I test rode the Speed 30 and fell in love with the ride and handling. However, I did not like the R440 shifters and was determined to get a 10 speed with R770 shifters. I looked hard for a leftover Speed 22 in size 51 cm, but could not find one. I ended up buying a Fuji Absolute 1.0 and am very satisfed with it.

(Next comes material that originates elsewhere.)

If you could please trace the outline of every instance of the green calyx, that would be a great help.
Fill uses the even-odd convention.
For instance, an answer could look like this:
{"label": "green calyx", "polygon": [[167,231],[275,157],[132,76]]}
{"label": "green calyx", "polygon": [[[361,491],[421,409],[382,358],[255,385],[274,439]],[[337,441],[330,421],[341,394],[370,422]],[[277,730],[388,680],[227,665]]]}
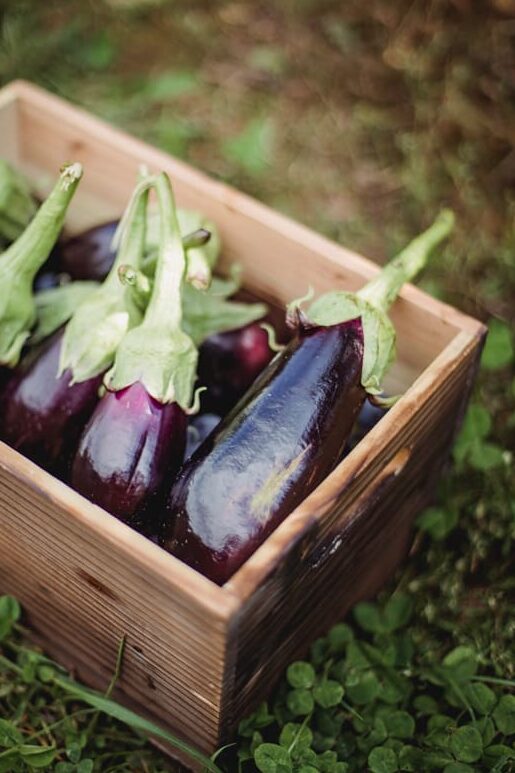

I think the Speed 22 is a great bike that you would be well pleased with. $862 is a bargain and I would jump on it if it is the right size. If it is a 51 cm and you don't want it please let me know as I would be very interested in it.


----------



## heckyeahman (Aug 6, 2009)

awesome, thanks for the info. i went with a fuji cross comp instead...it was down to that, or the felt. kind of weird, i know; but i really like the fuji, and i think it'll fit my needs just a little bit better than the felt. it was a really nice bike though.


----------



## geeman9000 (Aug 8, 2008)

*speed 22*

Nice bike, I bought one a couple months ago and changed the tires to wider 28 mm continentals for greater trail stability and puncture resistance, I haven't seen any high speed instability yet, but I had the shifting problem to start as well. I think this is endemic to the 11 speed shimano 105 rear derailleur. After a couple hundred miles I had the rear derailleurs adjusted and now they work well. I paid $899 for mine but got a $300 trade in. Compared to a Fuji Absolute One, it has better gearing and is 2 pounds lighter, and it has a much better and lighter frame with cool internal wiring. It also has a shimano 105 hollowtech II hub, which is supposed to be better than the fuji's. On the down side the front derailleur shifter has 3 positions for a 105 ss 2 position front derailleur. This makes it somewhat less responsive, but you kind of get used to it. The bike store where I bought sold out of every one they had and only had the Fuji Absolute One's for the same price. These are way cooler and if you can still find it, buy it.


----------